“If there’s anything that terrifies North Dakota Republicans, it’s socialism,” my friend Tony Bender writes in a recent column
His is the latest salvo in a debate in our state, raging in letters to the editor and comments sections and blog posts like this one, over the efficacy of socialism. Though a prerequisite to that debate should probably be another over the definition of what does and does not constitute socialism.
Because I’m not sure how many of the people touting socialism today know what the term means.
As I pointed out in my most recent print column, some modern advocates of socialism say that snow plows and firefighters are socialism. Others argue that North Dakota’s state-owned bank and grain elevator are socialism.
That’s not socialism. Law enforcement is a necessary part of having laws. Are all societies with laws socialist societies? The state bank and state mill, while unique government services in American history, are still just government services. While many conservatives such as myself have never been fans of these institutions – we see them as government overreach, and yes at times we’ve used the “s” word to describe them – to call them socialism is simply inaccurate.
Because private banks, and private mills, have never been illegal in North Dakota.
Yet the promoters of socialism don’t want to hear that. They insist we’re already socialists, and so critics socialism should just shut up already.
Roger Haglund, in a letter to the Fargo Forum today, denounces my criticism of socialism as a misunderstanding of what socialism is. He then goes on to say that democratic socialists want something…that’s very much like what we already have (emphasis mine):
In its pure form, socialism is government ownership and control of the means of production such as the ND State Bank. However, the “democratic socialism” advocated by progressive politicians today is not Marxism as Rob Port implies. It is a reaction to the fact that the laissez-faire economic system promoted by Republicans over the past four decades has resulted in no real worker pay increase in 40 years and a transfer of most wealth and power to the top 1 percent.

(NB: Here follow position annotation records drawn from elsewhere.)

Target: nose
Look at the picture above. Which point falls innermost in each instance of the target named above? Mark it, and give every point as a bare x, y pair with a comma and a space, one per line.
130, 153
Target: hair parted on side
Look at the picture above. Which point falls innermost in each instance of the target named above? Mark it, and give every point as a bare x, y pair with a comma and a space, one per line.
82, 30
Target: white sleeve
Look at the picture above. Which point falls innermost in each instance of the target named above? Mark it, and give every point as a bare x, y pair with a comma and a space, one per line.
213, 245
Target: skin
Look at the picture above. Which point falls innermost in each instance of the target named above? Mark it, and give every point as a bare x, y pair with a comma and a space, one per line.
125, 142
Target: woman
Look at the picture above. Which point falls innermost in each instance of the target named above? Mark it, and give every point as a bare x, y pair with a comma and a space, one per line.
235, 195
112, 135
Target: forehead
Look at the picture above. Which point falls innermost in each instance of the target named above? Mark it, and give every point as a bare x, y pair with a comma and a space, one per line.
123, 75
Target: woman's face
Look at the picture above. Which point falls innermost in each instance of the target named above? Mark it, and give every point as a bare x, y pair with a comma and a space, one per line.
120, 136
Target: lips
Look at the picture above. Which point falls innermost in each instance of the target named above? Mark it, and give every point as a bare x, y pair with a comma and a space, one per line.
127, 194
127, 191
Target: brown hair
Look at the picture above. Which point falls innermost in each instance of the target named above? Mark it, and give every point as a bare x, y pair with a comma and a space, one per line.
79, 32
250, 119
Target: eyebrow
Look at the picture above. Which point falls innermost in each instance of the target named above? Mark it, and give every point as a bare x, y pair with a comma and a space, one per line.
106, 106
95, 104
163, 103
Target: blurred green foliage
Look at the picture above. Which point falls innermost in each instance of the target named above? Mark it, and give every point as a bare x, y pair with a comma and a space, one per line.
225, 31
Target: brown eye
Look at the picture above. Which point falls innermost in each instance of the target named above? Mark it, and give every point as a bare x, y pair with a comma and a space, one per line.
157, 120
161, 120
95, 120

Democratic socialists want a return to the mixed economy where the government imposes some regulations on free market capitalism to limit the concentration of power and achieve social balance. The mixed economy in the decades after World War II was responsible for building the middle class in America and progressives want to return to that model. The only solution Republicans offer the struggling middle class and poor is more tax cuts for the rich and obviously that hasn’t worked.
The Democratic Socialists who have made so many headlines of late, who actually quote Marx quite often in their various postings and publications, might be surprised to hear that they aren’t promoting Marxism.
But I digress.
Isn’t a “mixed economy where the government imposes some regulations on free market capitalism” what we already have? You can’t even cut hair in North Dakota without a government license. People who make food at home for sale to the public must comply with a bevy of regulations including labeling requirements. Our major industries – from agriculture to energy, from health care to banking – are all heavily regulated.
While we can have a debate over just how regulated any given thing should be, I’m generally fine with all of this. I want to live in a civilized, generally peaceful society. That means laws, and law enforcement.
That’s not socialism.
Mr. Haglund says he fears a “concentration of power” in the free market.
Why is concentration of power in government any better?
Which brings me back to Bender’s column. Why should only Republicans fear socialism, which is not snow plows or even government milling services, but rather the state wielding powers far beyond what our government has now?
Shouldn’t Democrats be afraid of that too?
After all, to hear them tell it, we’ve currently got an authoritarian in the White House. Democrats, and some Republicans, are currently opposing President Trump’s attempt to bypass Congress on the issue of border security by declaring a national emergency. These critics give us dire warnings about the precedent that sort of expansion of executive would set.
Our socialist friends want to give the state more power, even as they complain about how our government is in the thrall of “dark money” and other nefarious actors who are at odds with the interests of the people.
They’re left telling us about all the new powers they’d like our very corrupt, very out-of-touch government to have.
What’s unlikely to cure the abuses of our dysfunctional government is making it larger.
I very much want to have a debate with our progressive friends, and all Americans, about what the appropriate size and scope of government should be. But a debate over socialism shouldn’t be much of a debate at all.